Jean Poisson les possédait l’un et l’autre. En 1384, les deux parts du fief de Condé furent divisées entre ses quatre filles ; le premier lot porta le nom de Condé, le deuxième de fief à la Dame, le troisième celui de Rouillard, le quatrième du Hamel ou Fourmetot. Les trois derniers tenaient par parage de celui de Condé, qui reportait tout au roi.

Par alliance avec la Dame de Condé, cette seigneurie passa dans la maison de la Brière ou Bruyère. Avant 1451 Marguerite de la Bruyère la porta en dot avec la Tillaie à Georges de Livet, seigneur de Bourneville, la Poetrie(?) etc … Richard, son fils, lui succéda et au XVIe siècle il était remplacé par la famille du Fay. Robert du Fay y réunit en 1572 le fief à la Dame auquel était incorporé le fief du Coudray, assis dans la paroisse. Cette famille les vendit l’un et l’autre en 1640 à Guy Duval de Bonneval, qui acheta aussi le fief du Buisson, avec son annexe le fief du Piedeloup, décrété sur Monsieur de Giverville. En 1654 Monsieur de Bonneval obtint des lettres patentes portant union de ces différents fiefs, érigés en 1677 en marquisat sous le titre de Marquisat de Bonneval, terre et seigneurie de Condé. En 1691 ce même seigneur acheta le fief de Rouillard qui dès lors resta uni à Condé.
Le Hamel relevé de Condé comme arrière-fief.
La terre de Condé n’avait été érigée en marquisat qu’en faveur de Monsieur de Bonneval et ses héritiers légitimes ; elle revint à son premier état en passant par vente en 1700 dans les mains de Monsieur S.Paul-Voisin.
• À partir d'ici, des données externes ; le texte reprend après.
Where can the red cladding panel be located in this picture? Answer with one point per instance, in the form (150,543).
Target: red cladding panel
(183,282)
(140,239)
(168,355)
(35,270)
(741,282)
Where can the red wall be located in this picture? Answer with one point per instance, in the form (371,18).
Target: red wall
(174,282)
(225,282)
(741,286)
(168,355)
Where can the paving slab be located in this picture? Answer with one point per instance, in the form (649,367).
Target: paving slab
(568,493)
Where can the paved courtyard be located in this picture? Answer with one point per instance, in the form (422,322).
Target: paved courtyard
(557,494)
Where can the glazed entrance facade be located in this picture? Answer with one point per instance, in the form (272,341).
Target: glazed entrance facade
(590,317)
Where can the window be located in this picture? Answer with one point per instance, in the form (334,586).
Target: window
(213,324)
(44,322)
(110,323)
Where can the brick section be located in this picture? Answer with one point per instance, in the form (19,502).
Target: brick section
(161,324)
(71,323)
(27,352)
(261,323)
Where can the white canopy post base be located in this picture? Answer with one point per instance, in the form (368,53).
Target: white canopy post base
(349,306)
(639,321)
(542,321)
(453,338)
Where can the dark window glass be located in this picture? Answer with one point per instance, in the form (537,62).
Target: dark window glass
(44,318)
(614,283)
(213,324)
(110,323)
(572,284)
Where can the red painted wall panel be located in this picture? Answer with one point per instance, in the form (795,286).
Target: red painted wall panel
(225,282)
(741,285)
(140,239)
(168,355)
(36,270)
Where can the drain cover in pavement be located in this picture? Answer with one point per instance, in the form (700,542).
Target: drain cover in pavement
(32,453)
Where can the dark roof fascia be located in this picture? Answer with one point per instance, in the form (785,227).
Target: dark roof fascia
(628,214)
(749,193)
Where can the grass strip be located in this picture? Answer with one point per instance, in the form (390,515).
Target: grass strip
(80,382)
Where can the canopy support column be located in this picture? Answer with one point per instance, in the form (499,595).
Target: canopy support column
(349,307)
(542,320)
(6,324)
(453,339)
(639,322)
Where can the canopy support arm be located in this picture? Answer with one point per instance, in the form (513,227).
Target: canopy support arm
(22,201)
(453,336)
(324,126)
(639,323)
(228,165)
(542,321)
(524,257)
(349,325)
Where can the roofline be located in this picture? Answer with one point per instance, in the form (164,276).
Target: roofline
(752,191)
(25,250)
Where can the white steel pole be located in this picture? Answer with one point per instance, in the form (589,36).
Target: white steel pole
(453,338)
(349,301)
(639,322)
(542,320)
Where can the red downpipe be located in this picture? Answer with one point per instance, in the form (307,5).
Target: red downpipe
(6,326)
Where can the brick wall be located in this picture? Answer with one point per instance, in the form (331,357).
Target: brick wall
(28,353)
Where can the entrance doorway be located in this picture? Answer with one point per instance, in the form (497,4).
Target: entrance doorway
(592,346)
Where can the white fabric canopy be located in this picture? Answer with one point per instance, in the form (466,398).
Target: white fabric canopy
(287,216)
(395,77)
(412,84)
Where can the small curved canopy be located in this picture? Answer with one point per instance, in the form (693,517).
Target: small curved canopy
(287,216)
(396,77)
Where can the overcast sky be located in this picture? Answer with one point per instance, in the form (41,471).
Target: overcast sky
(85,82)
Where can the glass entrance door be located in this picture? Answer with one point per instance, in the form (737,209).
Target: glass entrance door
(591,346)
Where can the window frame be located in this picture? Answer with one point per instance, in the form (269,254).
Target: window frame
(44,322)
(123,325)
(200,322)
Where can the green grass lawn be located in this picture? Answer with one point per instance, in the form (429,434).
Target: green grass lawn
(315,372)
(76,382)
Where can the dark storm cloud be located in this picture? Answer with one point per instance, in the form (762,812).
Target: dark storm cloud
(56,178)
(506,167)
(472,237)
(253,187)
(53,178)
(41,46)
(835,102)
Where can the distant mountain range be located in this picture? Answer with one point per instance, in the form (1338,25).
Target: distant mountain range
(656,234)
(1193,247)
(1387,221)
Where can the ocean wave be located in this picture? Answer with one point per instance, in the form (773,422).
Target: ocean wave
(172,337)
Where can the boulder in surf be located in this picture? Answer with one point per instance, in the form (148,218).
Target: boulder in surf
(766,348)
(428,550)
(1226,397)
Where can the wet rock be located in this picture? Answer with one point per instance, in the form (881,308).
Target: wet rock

La famille Choiseul-Gouffier posséda ensuite jusqu’à la Révolution la seigneurie de ce lieu.
Il y avait encore à Condé, la Vavassorie de la Fontaine-Halbout, relevant du fief de Rouillard et le fief d’Ecouché-Gaillon appartenant à l’abbaye du Bec
Le manoir n’existe plus.
Il y avait jadis à Condé une maladrerie de St Antoine incorporée à l’hospice de Pont Audemer au XVIIIe siècle.
On voit encore des vestiges de son église.

3 – Archives ShL:

Carnets de Charles VASSEUR –
DOYENNE DE CORMEILLES

Election de Pont Audemer sergenterie de Préaux
3 feux privilégiés – 165 feux taillables

Sous l’invocation de St Martin
Trois portions :

1ère portion:
Patronage: XIVe, XVIe et XVIII e : abbas Becco

2e portion:
Patronage: XVIe et XVIIIe : abbas Becco

3e portion:
Patronage: XVIe et XVIIIe abbas Becco

Curés:
Dupuis 1764

Turpin 1769/1787

Chapelle St Antoine réunie au commencement du XVIIIe siècle p l’hôpital de Pont Audemer. C’était une maladrerie.